Il y aura « de la casse », oui, mais moins qu’ailleurs. La filière santé du grand sud, représentée par le pôle de compétitivité Eurobiomed, pourrait se relever de la crise avec de nouvelles perspectives. C’est le souhait d’Émilie Royère, la directrice du pôle. Entretien.
Émilie Royère, comment analysez-vous l’impact de la crise sur la filière santé d’Occitanie et Paca ?
Il va y avoir de la casse, c’est sûr. La période est difficile. Mais au regard des difficultés des autres filières industrielles, il faut raison garder. La filière santé n’est pas la plus impactée, et c’est logique. Nous avons constaté que la crise a été l’opportunité de développer – dans des délais records – des essais cliniques, des partenariats, des protocoles de recherche. Il y a eu un accompagnement de l’innovation inégalé. Si cette crise sert à desserrer l’étau réglementaire et administratif habituel, cela donnera un souffle nouveau à notre filière. D’autant plus que les citoyens ont saisi l’enjeu et l’importance de l’innovation dans la santé.
Y’a-t-il des leçons à tirer de cette crise pour la filière HealthTech ?
La crise actuelle nous amène à repenser notre autonomie sanitaire pour faire face à des crises futures.

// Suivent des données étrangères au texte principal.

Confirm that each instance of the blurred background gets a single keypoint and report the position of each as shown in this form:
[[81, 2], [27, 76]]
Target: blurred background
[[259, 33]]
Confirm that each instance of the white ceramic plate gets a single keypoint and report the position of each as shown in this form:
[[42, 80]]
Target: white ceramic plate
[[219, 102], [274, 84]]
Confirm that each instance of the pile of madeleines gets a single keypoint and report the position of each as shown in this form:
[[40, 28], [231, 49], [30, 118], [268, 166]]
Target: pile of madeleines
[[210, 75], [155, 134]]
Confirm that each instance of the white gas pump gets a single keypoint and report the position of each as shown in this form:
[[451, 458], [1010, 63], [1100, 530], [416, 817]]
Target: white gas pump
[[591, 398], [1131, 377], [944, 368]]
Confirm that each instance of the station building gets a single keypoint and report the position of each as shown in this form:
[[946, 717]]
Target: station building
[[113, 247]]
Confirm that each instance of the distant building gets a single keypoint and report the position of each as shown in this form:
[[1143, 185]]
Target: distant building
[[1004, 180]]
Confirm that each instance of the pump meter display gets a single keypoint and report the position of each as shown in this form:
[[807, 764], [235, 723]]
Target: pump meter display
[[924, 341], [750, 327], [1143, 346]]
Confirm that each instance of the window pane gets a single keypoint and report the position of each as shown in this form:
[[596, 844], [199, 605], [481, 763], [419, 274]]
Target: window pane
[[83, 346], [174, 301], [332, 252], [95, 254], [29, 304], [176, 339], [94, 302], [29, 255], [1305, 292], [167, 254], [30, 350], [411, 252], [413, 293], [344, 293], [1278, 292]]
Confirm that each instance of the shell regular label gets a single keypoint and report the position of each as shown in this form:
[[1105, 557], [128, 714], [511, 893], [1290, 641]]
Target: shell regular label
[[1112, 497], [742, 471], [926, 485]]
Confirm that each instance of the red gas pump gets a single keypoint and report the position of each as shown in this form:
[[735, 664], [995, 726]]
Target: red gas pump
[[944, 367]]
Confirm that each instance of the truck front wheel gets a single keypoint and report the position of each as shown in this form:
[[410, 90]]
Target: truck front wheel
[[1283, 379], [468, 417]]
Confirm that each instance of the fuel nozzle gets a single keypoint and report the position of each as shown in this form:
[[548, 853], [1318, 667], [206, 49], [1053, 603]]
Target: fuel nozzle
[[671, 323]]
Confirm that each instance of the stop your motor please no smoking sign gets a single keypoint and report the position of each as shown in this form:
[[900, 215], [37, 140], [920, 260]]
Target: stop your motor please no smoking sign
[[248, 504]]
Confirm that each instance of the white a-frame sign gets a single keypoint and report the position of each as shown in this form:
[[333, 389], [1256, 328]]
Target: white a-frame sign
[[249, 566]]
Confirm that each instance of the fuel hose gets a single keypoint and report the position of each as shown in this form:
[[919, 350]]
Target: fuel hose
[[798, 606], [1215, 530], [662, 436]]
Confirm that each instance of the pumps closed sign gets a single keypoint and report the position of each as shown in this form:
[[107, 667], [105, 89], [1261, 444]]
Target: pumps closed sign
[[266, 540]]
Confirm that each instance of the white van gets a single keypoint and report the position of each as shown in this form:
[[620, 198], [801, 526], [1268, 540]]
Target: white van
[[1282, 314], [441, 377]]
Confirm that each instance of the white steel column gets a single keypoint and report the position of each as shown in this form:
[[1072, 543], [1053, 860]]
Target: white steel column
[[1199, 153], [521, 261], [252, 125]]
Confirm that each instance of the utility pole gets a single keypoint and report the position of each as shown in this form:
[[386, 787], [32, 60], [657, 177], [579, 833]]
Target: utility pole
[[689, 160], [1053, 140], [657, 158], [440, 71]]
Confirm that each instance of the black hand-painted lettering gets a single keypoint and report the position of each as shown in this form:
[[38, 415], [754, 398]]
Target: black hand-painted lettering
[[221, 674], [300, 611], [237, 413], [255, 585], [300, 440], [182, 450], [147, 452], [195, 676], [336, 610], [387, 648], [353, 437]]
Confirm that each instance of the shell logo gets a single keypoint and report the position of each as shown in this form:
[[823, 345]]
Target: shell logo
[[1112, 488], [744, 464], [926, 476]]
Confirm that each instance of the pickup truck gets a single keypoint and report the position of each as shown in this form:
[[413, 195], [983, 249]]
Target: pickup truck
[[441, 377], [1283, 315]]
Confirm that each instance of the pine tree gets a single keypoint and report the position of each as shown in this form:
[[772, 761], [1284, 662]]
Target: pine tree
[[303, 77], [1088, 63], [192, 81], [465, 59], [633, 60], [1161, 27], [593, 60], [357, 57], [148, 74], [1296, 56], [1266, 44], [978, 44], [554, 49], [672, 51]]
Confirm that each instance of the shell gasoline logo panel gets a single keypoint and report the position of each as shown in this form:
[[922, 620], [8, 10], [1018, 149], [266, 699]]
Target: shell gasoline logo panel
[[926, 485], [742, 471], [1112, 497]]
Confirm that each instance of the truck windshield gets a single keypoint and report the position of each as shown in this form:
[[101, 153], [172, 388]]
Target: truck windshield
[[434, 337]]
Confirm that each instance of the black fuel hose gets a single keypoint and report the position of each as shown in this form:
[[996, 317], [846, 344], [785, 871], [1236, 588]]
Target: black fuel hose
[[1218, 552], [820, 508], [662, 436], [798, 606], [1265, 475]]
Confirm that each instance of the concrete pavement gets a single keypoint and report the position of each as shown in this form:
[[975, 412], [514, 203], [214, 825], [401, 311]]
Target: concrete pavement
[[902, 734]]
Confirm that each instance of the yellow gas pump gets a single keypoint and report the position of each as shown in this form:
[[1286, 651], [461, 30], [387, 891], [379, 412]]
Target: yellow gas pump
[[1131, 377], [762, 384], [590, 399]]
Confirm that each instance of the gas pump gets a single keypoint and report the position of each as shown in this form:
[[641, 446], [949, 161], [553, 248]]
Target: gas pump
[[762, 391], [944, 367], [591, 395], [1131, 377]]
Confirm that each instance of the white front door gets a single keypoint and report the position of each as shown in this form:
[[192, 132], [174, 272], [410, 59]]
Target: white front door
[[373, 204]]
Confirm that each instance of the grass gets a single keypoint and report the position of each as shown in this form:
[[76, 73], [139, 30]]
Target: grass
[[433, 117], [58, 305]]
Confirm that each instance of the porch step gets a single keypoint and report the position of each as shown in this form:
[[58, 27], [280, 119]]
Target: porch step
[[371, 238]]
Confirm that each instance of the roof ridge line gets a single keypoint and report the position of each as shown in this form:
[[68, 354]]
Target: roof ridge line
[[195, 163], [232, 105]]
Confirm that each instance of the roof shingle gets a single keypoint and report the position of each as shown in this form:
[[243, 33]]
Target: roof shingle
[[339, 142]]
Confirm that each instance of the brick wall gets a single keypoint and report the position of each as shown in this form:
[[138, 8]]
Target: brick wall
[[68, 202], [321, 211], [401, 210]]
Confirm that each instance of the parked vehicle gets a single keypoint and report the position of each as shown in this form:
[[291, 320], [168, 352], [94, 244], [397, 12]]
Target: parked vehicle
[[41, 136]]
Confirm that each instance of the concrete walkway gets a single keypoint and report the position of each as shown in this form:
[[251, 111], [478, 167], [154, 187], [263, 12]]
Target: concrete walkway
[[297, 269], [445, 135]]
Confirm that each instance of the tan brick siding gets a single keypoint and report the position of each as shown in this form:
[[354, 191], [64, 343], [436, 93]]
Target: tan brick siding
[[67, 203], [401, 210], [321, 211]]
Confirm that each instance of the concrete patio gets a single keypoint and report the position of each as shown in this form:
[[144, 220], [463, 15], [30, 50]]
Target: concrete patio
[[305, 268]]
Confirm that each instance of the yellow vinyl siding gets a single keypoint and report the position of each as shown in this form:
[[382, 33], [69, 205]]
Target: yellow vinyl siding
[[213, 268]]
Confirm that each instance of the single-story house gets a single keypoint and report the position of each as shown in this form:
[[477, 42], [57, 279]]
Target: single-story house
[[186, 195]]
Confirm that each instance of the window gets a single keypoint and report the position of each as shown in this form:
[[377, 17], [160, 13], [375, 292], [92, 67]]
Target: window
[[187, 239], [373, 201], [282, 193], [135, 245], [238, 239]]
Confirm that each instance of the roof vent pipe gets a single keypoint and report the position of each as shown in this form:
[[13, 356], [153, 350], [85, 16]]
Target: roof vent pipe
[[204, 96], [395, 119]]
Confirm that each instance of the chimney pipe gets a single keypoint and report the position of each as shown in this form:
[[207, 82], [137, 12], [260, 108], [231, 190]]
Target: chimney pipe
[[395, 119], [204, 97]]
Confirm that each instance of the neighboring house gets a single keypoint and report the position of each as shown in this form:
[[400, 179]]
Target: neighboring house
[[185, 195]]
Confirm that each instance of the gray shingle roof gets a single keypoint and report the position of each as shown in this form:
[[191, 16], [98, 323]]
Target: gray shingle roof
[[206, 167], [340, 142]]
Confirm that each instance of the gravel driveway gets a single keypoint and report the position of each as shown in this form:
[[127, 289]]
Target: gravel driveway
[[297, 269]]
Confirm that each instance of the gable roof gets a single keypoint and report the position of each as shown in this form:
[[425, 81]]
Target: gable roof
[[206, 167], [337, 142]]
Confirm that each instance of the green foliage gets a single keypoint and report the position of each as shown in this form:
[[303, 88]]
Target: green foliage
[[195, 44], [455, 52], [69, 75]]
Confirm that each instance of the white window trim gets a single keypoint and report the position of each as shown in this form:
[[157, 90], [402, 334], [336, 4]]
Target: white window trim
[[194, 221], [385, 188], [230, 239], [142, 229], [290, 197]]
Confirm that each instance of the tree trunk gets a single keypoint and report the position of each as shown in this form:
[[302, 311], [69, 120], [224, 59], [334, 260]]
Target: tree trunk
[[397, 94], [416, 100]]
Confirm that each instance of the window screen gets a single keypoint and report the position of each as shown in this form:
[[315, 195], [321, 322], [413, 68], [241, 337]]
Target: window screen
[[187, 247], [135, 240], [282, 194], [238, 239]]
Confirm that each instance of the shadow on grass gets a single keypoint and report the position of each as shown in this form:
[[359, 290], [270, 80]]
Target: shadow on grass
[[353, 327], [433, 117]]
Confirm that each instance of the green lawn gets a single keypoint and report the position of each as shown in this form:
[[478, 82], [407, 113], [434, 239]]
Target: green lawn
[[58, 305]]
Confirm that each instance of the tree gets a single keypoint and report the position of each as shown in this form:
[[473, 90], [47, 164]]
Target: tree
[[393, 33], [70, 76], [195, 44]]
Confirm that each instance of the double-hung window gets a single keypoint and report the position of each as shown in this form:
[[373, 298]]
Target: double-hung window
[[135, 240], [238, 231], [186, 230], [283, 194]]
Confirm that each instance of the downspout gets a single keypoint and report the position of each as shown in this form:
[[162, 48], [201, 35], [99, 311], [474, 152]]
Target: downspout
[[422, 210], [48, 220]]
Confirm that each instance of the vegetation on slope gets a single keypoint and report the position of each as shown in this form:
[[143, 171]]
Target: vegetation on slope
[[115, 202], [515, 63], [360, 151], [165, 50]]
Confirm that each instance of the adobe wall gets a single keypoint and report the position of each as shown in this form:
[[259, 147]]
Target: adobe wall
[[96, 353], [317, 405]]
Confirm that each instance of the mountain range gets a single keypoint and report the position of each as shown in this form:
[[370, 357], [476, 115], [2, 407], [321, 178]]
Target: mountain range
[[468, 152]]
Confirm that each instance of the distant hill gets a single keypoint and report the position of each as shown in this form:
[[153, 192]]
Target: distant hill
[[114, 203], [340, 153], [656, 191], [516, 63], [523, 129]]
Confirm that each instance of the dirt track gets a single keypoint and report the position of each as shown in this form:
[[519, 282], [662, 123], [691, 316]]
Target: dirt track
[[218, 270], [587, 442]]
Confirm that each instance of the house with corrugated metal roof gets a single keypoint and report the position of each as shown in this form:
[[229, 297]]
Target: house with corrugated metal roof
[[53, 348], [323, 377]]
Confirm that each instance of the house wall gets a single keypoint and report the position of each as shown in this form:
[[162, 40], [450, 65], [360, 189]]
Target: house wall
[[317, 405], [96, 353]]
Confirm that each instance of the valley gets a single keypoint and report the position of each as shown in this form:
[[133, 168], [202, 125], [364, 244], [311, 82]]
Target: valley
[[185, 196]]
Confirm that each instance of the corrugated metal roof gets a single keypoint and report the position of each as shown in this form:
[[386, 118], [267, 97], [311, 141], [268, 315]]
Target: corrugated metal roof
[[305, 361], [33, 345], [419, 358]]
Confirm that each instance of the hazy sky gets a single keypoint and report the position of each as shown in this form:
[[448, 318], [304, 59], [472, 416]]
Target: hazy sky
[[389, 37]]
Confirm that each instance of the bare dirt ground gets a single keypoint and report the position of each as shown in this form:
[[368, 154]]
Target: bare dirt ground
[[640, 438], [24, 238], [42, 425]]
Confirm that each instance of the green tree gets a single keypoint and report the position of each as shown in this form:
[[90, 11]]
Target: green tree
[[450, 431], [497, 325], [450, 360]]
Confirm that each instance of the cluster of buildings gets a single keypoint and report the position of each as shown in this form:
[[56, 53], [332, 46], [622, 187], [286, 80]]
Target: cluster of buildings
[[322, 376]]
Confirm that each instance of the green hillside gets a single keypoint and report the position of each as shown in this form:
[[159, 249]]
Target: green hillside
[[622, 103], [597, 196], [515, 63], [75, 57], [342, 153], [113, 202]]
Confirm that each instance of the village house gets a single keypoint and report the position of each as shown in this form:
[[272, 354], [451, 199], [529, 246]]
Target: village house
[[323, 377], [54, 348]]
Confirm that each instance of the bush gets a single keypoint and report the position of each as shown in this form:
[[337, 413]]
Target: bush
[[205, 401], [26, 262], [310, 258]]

Cette autonomie passera par la nécessité de relocaliser les sites de production et de bioproduction, de matières premières, de principes actifs, d’équipements pour le soin, actuellement fabriqués hors des frontières françaises et européennes.
Vous avez sondé les entreprises membres d’Eurobiomed via un questionnaire qui a recueilli 232 réponses. Quels enseignements en avez-vous tirés ?
Comme pour d’autres filières, les questions de trésorerie et de finance sont au cœur des préoccupations des entreprises, mais on constate que les retours sont positifs concernant les outils mis en place par l’État, les Régions et les Métropoles. Ainsi 48% des entreprises indiquent des risques majeurs de trésorerie supérieurs à trois mois.
L’autre risque est bien sûr la perte de chiffre d’affaires, surtout pour les sociétés de services intellectuels, comme les entreprises de conseil en propriété intellectuelle. Nous avons (au 15 mai, NDLR ) 41% de nos entreprises qui estiment une perte significative de leur chiffre d’affaires sans péril immédiat et 17,17% avec péril immédiat de leur structure.
Y a-t-il des conséquences propres au secteur de la santé, qui comprend beaucoup d’entreprises de R&D ?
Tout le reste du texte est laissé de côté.